Das Urteil (Aktenzeichen U(K)1607/10) hatte das Gericht am Donnerstag gefällt. In anderen Fällen hatten Landgerichte in verschiedenen Bundesländern den Sparkassen die Sperren gestattet, ohne dass die zuständigen Oberlandesgerichte über Berufungen entschieden haben. Dort dürfen die Sparkassen nach Angaben des Sparkassen- und Giroverbandes weiterhin die Automaten sperren.

Eine Verbandssprecherin betonte, es sei an der Zeit, dass alle Beteiligten der Kreditwirtschaft eine Lösung für die Gebühren an Automaten finden. Es sei wichtig, für die Kunden ein transparentes System zu schaffen. Es müsse ein fairer Interessenausgleich zwischen den Betreibern der Infrastruktur und den Nutzern geben.

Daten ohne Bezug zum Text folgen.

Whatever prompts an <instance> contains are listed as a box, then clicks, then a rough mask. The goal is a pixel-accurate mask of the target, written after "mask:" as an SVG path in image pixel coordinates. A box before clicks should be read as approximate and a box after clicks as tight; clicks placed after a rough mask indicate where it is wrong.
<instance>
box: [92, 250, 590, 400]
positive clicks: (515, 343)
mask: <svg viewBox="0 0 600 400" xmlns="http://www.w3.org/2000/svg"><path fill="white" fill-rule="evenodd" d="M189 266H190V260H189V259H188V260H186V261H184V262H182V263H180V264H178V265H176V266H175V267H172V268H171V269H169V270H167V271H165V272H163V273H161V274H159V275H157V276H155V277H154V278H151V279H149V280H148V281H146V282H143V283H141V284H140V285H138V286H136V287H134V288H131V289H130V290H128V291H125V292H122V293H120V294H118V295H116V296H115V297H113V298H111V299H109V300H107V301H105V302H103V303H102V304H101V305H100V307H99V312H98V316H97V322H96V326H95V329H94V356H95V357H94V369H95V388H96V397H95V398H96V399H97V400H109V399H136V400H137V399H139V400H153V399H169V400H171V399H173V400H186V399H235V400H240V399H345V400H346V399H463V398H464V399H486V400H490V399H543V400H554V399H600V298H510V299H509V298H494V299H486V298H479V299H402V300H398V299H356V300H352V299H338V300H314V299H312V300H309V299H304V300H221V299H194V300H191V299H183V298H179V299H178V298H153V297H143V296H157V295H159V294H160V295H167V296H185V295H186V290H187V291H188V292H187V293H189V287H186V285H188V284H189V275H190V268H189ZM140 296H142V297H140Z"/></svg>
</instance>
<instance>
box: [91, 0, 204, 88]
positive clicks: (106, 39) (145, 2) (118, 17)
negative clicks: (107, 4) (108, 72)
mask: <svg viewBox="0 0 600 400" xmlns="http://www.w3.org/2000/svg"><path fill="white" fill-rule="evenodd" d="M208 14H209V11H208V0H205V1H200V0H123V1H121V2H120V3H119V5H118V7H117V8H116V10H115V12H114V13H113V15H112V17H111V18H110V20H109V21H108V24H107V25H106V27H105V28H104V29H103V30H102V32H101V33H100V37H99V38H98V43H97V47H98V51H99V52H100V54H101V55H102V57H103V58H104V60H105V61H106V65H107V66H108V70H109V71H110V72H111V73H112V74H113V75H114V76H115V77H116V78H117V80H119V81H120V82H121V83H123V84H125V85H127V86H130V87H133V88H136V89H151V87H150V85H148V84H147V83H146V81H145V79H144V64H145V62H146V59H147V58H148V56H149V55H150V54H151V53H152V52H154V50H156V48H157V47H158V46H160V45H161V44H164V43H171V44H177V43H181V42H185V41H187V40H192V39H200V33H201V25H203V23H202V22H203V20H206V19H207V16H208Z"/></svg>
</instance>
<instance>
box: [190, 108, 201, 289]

"Das OLG bewertet die Sperrungen von einzelnen Banken als kartellrechtlich unzulässige Diskriminierung, da die Sparkasse eine marktbeherrschende Stellung ausübe", teilte ING-Diba-Jurist Sven Matschulla mit. Das Urteil sei zwar vorläufig vollstreckbar; es sei aber noch nicht bekannt, ob das Münchner OLG die Revision zum Bundesgerichtshof zulasse. Die Urteilsbegründung lag noch nicht vor.

Die Sparkasse Ingolstadt hatte den Zugriff auf ihre Automaten verweigert. Dagegen hatten die Direktbank ING-Diba, die Citibank und die Volkswagenbank geklagt und im Dezember vergangenen Jahres vor dem Landgericht München zunächst verloren. "Sparkassen sind nicht dazu verpflichtet, ihre Infrastruktur auch den Wettbewerbern zur Verfügung zu stellen", hieß es damals. Das sahen die Münchner Richter nun anders und gaben den Klägern Recht.